Between them, Dr. Coxon and Mr. Lynn saved my life. The cancer hadn’t spread to my lymph glands or worse, my spine; it was papillary, the commonest kind of thyroid cancer which, if caught in time when you are under 45, gives you a completely normal life-span. Unlike medullary thyroid cancer, which is caused by a faulty gene or anaplastic cancer, connected to old age, papillary thyroid cancer is caused by radiation. Where can I have been exposed to that? Well, in France and Italy, where cases of thyroid cancer have radically increased in the past decade, doctors are convinced it is caused by the fall-out from the explosion at Chernobyl nuclear power station, 20 years ago.

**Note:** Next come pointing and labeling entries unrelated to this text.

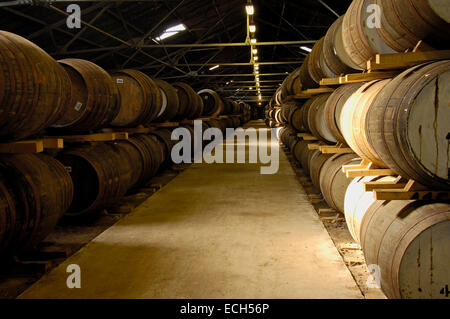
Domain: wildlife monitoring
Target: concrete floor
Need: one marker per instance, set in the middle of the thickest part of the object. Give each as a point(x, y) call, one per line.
point(215, 231)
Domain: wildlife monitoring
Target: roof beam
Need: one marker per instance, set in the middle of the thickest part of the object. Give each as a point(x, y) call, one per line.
point(238, 44)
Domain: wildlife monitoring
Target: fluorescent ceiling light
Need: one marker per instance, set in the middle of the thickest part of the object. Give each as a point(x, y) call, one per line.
point(171, 32)
point(306, 49)
point(177, 28)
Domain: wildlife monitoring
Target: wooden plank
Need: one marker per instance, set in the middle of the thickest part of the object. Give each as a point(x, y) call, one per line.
point(363, 165)
point(370, 172)
point(365, 77)
point(306, 94)
point(370, 186)
point(320, 90)
point(359, 77)
point(401, 194)
point(405, 60)
point(335, 149)
point(331, 81)
point(97, 137)
point(166, 124)
point(326, 211)
point(350, 246)
point(121, 135)
point(314, 146)
point(22, 147)
point(53, 143)
point(307, 137)
point(135, 130)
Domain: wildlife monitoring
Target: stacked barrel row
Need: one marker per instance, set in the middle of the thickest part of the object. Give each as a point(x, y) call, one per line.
point(401, 124)
point(370, 27)
point(76, 96)
point(38, 93)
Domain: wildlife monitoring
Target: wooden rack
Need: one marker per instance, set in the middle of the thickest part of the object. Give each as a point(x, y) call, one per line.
point(130, 131)
point(335, 149)
point(165, 124)
point(385, 66)
point(306, 94)
point(401, 190)
point(365, 168)
point(405, 60)
point(96, 137)
point(307, 137)
point(359, 77)
point(31, 146)
point(330, 149)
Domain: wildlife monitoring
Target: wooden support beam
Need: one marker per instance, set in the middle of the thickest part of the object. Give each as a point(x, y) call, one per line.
point(335, 149)
point(53, 143)
point(22, 147)
point(307, 137)
point(306, 94)
point(359, 77)
point(405, 60)
point(97, 137)
point(401, 194)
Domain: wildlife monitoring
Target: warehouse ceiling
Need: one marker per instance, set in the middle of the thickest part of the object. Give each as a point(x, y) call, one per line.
point(122, 34)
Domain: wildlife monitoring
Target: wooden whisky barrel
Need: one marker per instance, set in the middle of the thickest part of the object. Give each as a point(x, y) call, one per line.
point(34, 89)
point(316, 70)
point(407, 131)
point(357, 201)
point(406, 22)
point(334, 106)
point(305, 111)
point(39, 191)
point(408, 240)
point(291, 84)
point(316, 119)
point(353, 119)
point(94, 101)
point(165, 137)
point(296, 116)
point(101, 174)
point(213, 104)
point(305, 77)
point(361, 41)
point(315, 166)
point(170, 103)
point(189, 104)
point(333, 181)
point(140, 99)
point(329, 52)
point(278, 97)
point(300, 151)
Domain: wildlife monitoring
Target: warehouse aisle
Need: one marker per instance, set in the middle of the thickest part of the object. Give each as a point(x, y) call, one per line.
point(215, 231)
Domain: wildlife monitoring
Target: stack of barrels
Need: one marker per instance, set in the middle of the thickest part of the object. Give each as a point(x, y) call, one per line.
point(40, 96)
point(367, 28)
point(273, 111)
point(399, 123)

The specialist I saw at the Royal Marsden hospital where I am going to have radiation therapy pooh-poohed this, but other doctors I’ve spoken to aren’t so sure.

All of this makes me extremely worried for other, undiagnosed, sufferers out there, particularly other women as this cancer affects about ten times more women than men. I was completely failed by my GP, but saved by my husband, friends and two doctors I could pay to see. What if you have none of these?

Two months later, I am still exhausted, but I have gone down a dress-size. My periods are no longer crippling. I feel better in myself than I have done for years. My scar is now a thin red line. There is more misery to come, when I will have to stop taking the thyroxine pills for a week in order to stimulate absorption of radioactive iodine. I will have to spend four days in isolation as the radioactivity passes through my body, emerging in sweat, saliva and urine. I will be a cretin – but only for a fortnight, until I take thyroxine again. Then I, like the woman in Dorothy L Sayers’s story, will be back – smaller, sharper and very angry.